Artificial intelligence industrial application pain points and solutions

Share some dry about artificial intelligence small white | Python + + machine learning Matlab neural network theory + practice + + + depth video + courseware + source code, download attached!

In today’s news about AI and artificial intelligence, do you think the application of artificial intelligence has been popularized in every aspect of our life?

The fact is that although artificial intelligence has more applications in the fields of voice, image and NLP, it doesn’t actually have that many real applications compared to the apps that people have on their phones. Why does this happen? Has ARTIFICIAL intelligence already exploded, or is it far from bursting?

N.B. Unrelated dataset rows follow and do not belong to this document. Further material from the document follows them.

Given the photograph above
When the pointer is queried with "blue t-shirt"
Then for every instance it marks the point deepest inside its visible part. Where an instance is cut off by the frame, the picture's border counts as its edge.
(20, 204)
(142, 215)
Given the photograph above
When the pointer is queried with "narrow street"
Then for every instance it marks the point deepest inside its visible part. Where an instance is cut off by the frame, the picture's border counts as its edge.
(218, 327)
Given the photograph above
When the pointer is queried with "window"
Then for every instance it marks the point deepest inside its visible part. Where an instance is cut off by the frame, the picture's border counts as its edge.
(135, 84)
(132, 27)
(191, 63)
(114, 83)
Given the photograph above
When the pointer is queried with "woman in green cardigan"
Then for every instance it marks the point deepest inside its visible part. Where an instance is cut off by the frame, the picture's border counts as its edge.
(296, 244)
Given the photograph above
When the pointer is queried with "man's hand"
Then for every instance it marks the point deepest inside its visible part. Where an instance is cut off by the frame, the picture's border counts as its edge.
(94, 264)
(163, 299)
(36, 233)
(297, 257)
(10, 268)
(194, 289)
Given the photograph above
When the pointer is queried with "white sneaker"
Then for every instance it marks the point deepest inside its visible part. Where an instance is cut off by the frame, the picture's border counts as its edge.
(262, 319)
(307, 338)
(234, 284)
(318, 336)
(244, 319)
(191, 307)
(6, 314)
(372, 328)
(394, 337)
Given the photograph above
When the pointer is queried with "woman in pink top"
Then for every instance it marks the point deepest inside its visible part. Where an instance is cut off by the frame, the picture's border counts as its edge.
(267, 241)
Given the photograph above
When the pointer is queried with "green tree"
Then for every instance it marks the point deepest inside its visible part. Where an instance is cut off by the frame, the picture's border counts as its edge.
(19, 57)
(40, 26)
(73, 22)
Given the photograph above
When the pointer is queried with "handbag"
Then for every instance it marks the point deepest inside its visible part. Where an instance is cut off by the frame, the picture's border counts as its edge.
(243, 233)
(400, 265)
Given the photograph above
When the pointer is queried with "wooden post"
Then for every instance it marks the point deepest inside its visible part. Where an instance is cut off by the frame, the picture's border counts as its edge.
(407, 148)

Chen Yuqiang, co-founder of The Fourth Paradigm and an expert on deep learning migration, gave us a detailed explanation at FMI2017 Artificial Intelligence Conference hosted by Peima.

Strong Chen Yu

The rise of artificial intelligence is a result of the expansion of data, the improvement of machine performance and the development of parallel computing.

What kind of system does industrial AI need?

According to Chen, Scalable systems are needed, and two layers of Scalable are known as traditional big data, and Scalable refers to machine learning, where data processing leads to increased volumes of machines. Another, more important, Scalable system is our machines, intelligence, quality of service, customer experience, etc., which increased as the volume of business increased and as the number of users increased. So why is this important?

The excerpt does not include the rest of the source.